Corporate mergers can be tricky things, especially when antitrust issues are factored in, and merging companies can expect a high degree of scrutiny from federal agencies. This is certainly the case in the pending $35 billion Aetna-Humana merger, which was announced in early July. In fact, the government will have an extra 30 days to review the merger, courtesy of Aetna’s refiling of a premerger notification.
Under the Hart-Scott-Rodino Act of 1976, which amended antitrust laws, companies are required to file a premerger notification with both the DOJ and the FTC. A submitted notification starts a 30-day clock, during which the government agencies can review the transaction and request additional information.

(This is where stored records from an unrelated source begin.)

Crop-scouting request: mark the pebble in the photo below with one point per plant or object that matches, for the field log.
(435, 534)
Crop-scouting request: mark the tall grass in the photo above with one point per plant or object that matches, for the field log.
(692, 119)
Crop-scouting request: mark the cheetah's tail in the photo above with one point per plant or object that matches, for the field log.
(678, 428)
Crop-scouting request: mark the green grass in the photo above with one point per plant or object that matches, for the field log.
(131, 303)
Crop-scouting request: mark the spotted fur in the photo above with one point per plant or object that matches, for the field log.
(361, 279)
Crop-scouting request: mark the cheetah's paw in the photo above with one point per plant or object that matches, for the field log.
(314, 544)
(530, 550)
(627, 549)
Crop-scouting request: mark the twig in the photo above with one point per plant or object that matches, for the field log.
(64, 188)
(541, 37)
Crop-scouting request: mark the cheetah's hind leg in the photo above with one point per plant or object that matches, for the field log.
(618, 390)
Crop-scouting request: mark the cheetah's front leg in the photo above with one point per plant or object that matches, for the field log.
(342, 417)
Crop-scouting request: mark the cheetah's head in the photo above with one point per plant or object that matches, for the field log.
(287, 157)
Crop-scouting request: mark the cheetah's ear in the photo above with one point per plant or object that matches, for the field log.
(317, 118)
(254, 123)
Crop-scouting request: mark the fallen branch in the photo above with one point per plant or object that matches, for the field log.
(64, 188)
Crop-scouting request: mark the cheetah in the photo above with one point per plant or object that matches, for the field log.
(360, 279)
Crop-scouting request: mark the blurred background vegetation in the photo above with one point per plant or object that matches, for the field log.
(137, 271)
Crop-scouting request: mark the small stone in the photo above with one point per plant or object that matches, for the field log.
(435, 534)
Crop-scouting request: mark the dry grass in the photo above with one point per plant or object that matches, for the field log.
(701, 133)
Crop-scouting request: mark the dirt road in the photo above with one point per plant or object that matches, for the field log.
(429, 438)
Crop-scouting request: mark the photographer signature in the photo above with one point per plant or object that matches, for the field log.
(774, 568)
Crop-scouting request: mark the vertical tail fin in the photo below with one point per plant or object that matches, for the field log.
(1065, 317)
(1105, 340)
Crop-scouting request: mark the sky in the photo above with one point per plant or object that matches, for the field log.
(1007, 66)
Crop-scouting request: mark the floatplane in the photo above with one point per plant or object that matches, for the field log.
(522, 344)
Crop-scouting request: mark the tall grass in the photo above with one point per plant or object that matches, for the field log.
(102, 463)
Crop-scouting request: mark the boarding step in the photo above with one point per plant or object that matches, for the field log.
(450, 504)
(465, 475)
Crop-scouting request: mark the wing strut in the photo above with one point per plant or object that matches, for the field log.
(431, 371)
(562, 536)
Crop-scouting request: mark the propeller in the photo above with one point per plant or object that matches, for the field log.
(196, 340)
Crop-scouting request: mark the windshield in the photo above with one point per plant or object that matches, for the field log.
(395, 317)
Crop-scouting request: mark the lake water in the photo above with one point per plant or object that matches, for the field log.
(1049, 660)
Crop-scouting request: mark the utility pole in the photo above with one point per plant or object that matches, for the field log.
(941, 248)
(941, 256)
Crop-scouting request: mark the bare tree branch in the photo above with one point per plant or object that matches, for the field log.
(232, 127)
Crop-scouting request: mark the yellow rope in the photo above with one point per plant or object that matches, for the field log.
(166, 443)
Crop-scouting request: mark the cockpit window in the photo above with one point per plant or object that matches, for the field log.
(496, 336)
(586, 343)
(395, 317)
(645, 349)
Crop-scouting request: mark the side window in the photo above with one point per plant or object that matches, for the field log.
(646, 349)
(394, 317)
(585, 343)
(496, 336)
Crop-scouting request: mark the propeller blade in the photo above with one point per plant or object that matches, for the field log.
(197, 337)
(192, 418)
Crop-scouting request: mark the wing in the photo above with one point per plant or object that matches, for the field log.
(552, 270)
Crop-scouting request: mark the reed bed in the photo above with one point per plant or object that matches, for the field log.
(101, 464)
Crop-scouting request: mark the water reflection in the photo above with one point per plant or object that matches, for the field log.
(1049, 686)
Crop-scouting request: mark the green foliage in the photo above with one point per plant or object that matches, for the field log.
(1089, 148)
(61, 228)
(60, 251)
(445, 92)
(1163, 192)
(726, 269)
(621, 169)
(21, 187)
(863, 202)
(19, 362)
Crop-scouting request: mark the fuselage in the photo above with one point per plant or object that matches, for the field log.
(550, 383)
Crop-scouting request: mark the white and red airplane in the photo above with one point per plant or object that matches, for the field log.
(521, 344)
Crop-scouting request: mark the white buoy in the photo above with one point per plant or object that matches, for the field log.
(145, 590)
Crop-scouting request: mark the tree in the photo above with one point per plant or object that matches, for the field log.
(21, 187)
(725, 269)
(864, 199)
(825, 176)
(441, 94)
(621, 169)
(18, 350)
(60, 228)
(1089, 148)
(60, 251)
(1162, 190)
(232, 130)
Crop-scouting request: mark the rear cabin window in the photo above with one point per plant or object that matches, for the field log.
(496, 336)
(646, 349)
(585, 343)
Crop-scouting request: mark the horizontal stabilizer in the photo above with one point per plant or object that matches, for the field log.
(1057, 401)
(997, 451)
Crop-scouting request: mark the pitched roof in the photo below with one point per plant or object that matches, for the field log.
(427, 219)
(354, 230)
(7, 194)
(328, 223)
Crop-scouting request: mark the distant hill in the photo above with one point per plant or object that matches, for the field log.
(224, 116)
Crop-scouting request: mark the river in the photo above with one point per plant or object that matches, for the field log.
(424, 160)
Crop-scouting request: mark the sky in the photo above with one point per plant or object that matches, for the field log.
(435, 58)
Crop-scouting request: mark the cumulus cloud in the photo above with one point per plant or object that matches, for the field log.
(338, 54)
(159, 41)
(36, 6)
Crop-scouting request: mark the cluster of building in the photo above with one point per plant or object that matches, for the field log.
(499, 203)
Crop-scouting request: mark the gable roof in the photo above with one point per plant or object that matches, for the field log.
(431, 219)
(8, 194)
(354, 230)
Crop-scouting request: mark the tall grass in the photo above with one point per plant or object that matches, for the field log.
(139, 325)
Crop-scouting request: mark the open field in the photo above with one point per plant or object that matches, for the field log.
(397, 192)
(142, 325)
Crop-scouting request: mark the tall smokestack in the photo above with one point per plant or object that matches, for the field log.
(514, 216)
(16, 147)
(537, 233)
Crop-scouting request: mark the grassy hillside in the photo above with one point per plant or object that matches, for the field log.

By refiling the notification Aug. 19, a new 30-day window began, allowing additional scrutiny of Aetna and Humana. An Aetna spokesperson told me that the refiling was designed to give the government additional time to understand the transaction, and said it’s a relatively common move in complex merger transactions.
An antitrust attorney told me that notification refilings usually happen when a company expects it’ll receive a second request for information from the DOJ and the FTC and thinks it can avoid it by giving the government more time to review the merger.
A recent American Hospital Association letter said the Aetna-Humana merger, as well as the Anthem-Cigna merger, are at risk of reducing insurance competition and innovation and raising prices. The letter said the DOJ should closely scrutinize the two deals for antitrust issues.